I'm especially now wondering, if YellowKey was the teaser -- you know, just casually revealing a backdoor in BitLocker, like nbd -- what the actual fuck are they going to drop in July? If that's the appetizer, how juicy's the entree gonna be?
I think as long as nothing actually happens, other companies wont care. No one is capable of thinking about the future anymore, there is only next quartal and short term profits.
It might actually be needed for something big to go down first, like those 0day exploits actually get exploited and some client company or few loses a lot of money because of it. Considering how unsecure windows is, i'm a bit perplexed how nothing hasn't happened already.
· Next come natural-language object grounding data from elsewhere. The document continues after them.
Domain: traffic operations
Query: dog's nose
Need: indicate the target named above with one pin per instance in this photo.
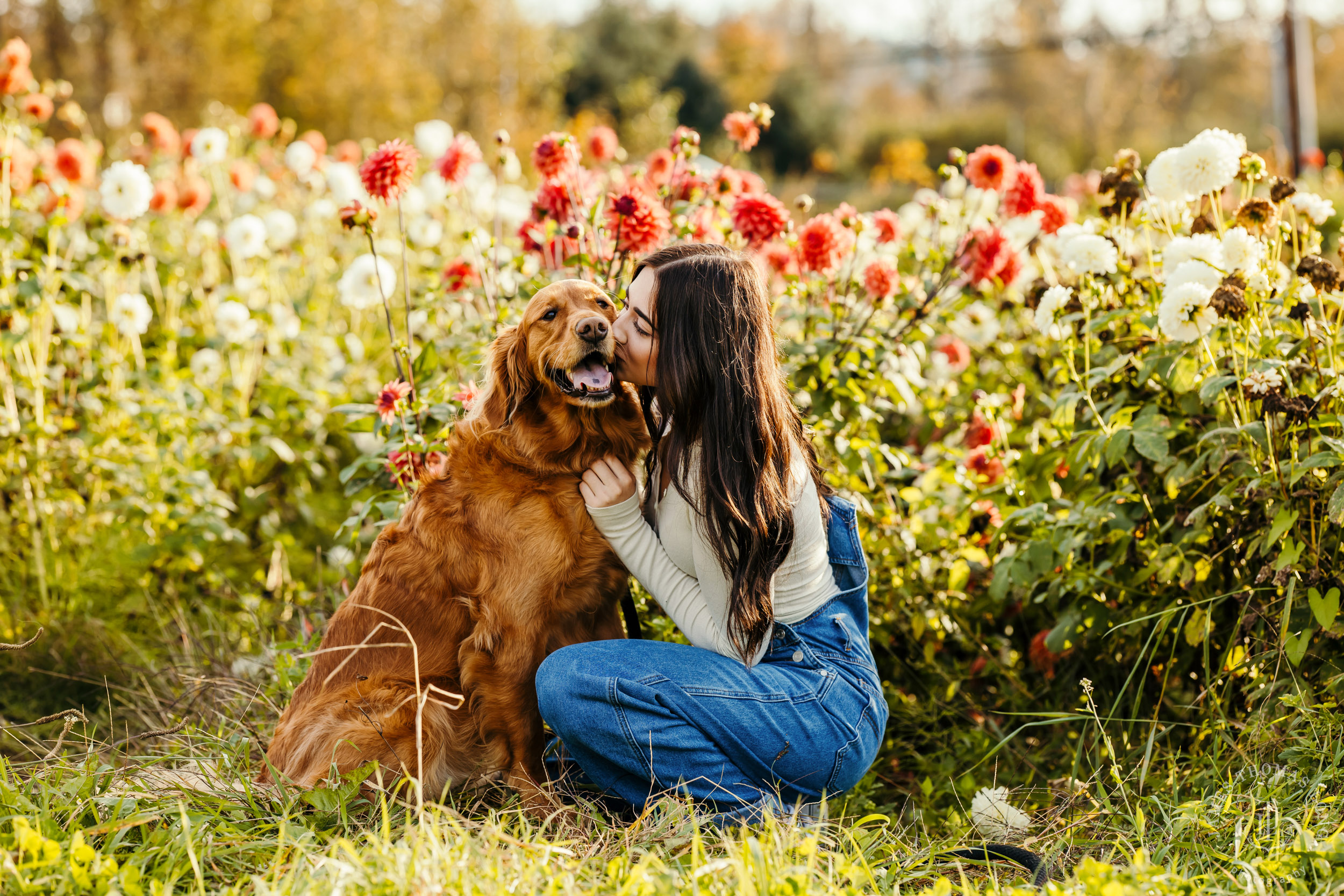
(592, 329)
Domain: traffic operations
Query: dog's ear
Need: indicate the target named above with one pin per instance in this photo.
(511, 377)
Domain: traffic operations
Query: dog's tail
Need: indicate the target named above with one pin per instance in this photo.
(1035, 864)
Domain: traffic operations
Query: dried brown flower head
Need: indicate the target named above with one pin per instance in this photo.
(1128, 162)
(1257, 216)
(1253, 168)
(1281, 189)
(1323, 275)
(1203, 225)
(1229, 300)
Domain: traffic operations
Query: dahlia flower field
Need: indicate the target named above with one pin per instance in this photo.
(1095, 440)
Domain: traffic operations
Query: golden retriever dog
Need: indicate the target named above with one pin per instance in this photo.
(429, 665)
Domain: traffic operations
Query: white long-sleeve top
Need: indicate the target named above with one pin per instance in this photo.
(678, 564)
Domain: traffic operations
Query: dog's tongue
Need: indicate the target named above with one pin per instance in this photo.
(592, 375)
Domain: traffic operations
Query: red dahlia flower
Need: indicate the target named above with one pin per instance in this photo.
(888, 225)
(604, 143)
(742, 130)
(192, 195)
(990, 166)
(165, 198)
(636, 222)
(956, 353)
(1054, 213)
(389, 170)
(881, 278)
(1023, 191)
(162, 135)
(74, 162)
(555, 154)
(389, 397)
(38, 105)
(262, 121)
(457, 160)
(985, 254)
(980, 464)
(460, 275)
(760, 218)
(823, 242)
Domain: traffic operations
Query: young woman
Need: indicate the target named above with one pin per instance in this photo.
(777, 700)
Some of the other 0days this guy released are already being actively exploited in the wild, but no reports of big losses as a result of them yet. Having said that, the entire point of BitLocker was that it was full disk encryption that you didn't have to think too much about; and now I bet every corporate IT department out there is looking at it with suspicion. If this guy can keep delivering on "things that keep sysadmins awake at night", like "oh god every hard drive we've had stolen in the last few years can be fully decrypted now", eventually a lot of them will decide it is less harrowing and less work to move their entire stack away from Microsoft than it is to live with them.
They'd better not be overselling this bomb they're gonna drop in July. I'm already moved over to Linux fully now, to quote photonicinduction: I want flames. I don't just want to see it all over the tech news, I'm hoping he screws with them hard enough the story makes it to actual TV news channels.